One secret to his success was an early investment in double-hull tankers, considered safer than the more conventional kind because they have an extra space between the hull and the storage tank. After big oil spills like Exxon Valdez in 1989, oil companies gradually stopped chartering single-hull tankers. Mr. Fredriksen made a killing.
“He’s old-style. He takes gut decisions and is not afraid to buck the trend,” said one shipping-industry insider.
Gradually he expanded his business empire, building fleets of “dry bulk” ships that move such commodities as coal, steel and grain, as well as carriers for liquefied natural gas. His Marine Harvest is one of the world’s biggest producers of farmed salmon.
His Seadrill Ltd. has amassed a huge fleet of state-of-the-art rigs capable of drilling in some of the world’s deepest oceans. His bet on Seadrill was seen at the time as perhaps his riskiest. In 2005, he ordered two “ultradeepwater” rigs for nearly $900 million on spec—or without a drilling contract from an oil company to guarantee them. The gamble paid off in the next few years as deepwater oil exploration in such places as offshore Brazil and West Africa flourished.
“We didn’t feel it was a risk,” Mr. Fredriksen said in a 2008 interview with The Wall Street Journal. “We knew there was a boom coming on.”
That year, his companies became cash machines as commodities’ prices soared and shipping and oil services coined it in. Charter rates for Mr. Fredriksen’s dry-bulk ships set records, with tankers earning a profit of $100,000 a day and Seadrill’s most-advanced oil rigs being leased at day-rates of $600,000 and more, up from $70,000 in 2003. Soon, Mr. Fredriksen was being compared with Greek shipping tycoon Aristotle Onassis.

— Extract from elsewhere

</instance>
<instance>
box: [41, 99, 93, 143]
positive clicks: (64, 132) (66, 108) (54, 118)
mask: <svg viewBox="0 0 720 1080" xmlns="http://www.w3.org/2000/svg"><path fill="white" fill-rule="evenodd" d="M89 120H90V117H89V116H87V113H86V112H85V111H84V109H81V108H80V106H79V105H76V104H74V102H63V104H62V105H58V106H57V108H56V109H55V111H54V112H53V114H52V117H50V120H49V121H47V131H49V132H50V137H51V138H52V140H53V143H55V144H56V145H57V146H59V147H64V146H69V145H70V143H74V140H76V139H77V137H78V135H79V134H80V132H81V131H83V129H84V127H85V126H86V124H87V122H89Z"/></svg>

In 2006, Mr. Fredriksen gained Cypriot citizenship, after complaining about Norway’s high tax rates. (He maintained his Norwegian citizenship.) These days, he spends much of his time in London. He bought a house there in 2002 for £36 million—then one of the highest prices ever paid for a London home.
A widower with twin daughters, age 27, who work in his businesses, Mr. Fredriksen’s main hobbies are soccer and fly-fishing. He also is a generous donor to medical research—the Inger and John Fredriksen Ovarian Cancer Research Foundation commemorates his wife, who died in 2006.
The world has changed since the 2008 boom, and so has the outlook for his companies. Soaring rates prompted ship owners to order more vessels, which are now leaving shipyards. That caused a glut in the market and pushed freight rates down to $1,000 a day.
Frontline this week said first-quarter profit had fallen 81% from a year earlier because of sluggish tanker demand.